Similar to joins, record linkage is the act of linking data from different sources regarding the same entity. But unlike joins, record linkage does not require exact matches between different pairs of data, and instead can find close matches using string similarity. This is why record linkage is effective when there are no common unique keys between the data sources you can rely upon when linking data sources such as a unique identifier.

In this exercise, you will classify each card whether it is a traditional join problem, or a record linkage one.

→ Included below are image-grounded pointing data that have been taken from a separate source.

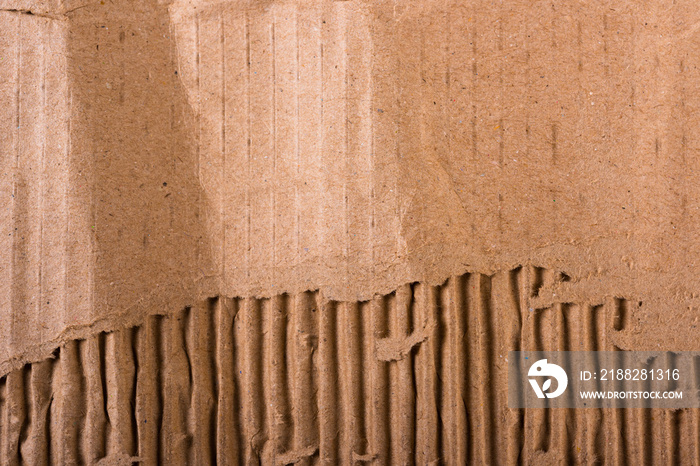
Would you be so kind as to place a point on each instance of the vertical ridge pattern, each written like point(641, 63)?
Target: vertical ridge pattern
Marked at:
point(282, 380)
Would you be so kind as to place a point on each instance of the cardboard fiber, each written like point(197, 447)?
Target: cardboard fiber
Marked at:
point(156, 155)
point(156, 152)
point(417, 376)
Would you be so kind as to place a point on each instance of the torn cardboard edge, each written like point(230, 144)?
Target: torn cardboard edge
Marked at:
point(552, 291)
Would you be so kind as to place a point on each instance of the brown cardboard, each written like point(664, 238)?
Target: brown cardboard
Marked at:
point(158, 154)
point(248, 149)
point(299, 379)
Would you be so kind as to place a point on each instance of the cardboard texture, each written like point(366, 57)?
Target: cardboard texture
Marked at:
point(417, 376)
point(158, 154)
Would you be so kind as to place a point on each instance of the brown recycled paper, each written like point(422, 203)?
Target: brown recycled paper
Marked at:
point(156, 153)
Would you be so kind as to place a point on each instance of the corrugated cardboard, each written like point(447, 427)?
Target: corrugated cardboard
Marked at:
point(158, 154)
point(418, 376)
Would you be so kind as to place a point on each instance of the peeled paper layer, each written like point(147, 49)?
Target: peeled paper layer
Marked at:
point(154, 153)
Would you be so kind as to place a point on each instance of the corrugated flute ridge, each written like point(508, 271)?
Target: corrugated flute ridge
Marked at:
point(415, 376)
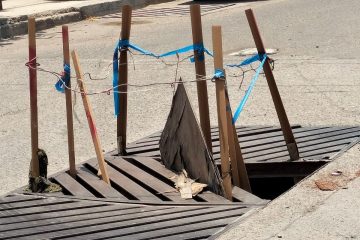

- Classify each card into a problem that requires record linkage or regular joins.

Record linkage | Regular joins
:---|:---
Two customer DataFrames containing names and address, one with a unique identifier per customer, one without. | Two basketball DataFrames with a common unique identifier per game.
Using an `address` column to join two DataFrames, with the address in each DataFrame being formatted slightly differently. | Consolidationg two DataFrames containing details on the courses, with each course having its own unique indentifier.
Merging two basketball DataFrames, with columns `team_A`, `team_B`, and `time` and differently formatted team names between each DataFrame. |

*Don't make things more complicated than they need to be: record linkage is a powerful tool, but it's more complex than using a traditional join.*

## Pairs of restaurants
In the last lesson, you cleaned the `restaurants` dataset to make it ready for building a restaurants recommendation engine. You have a new DataFrame named `restaurants_new` with new restaurants to train your model on, that's been scraped from a new data source.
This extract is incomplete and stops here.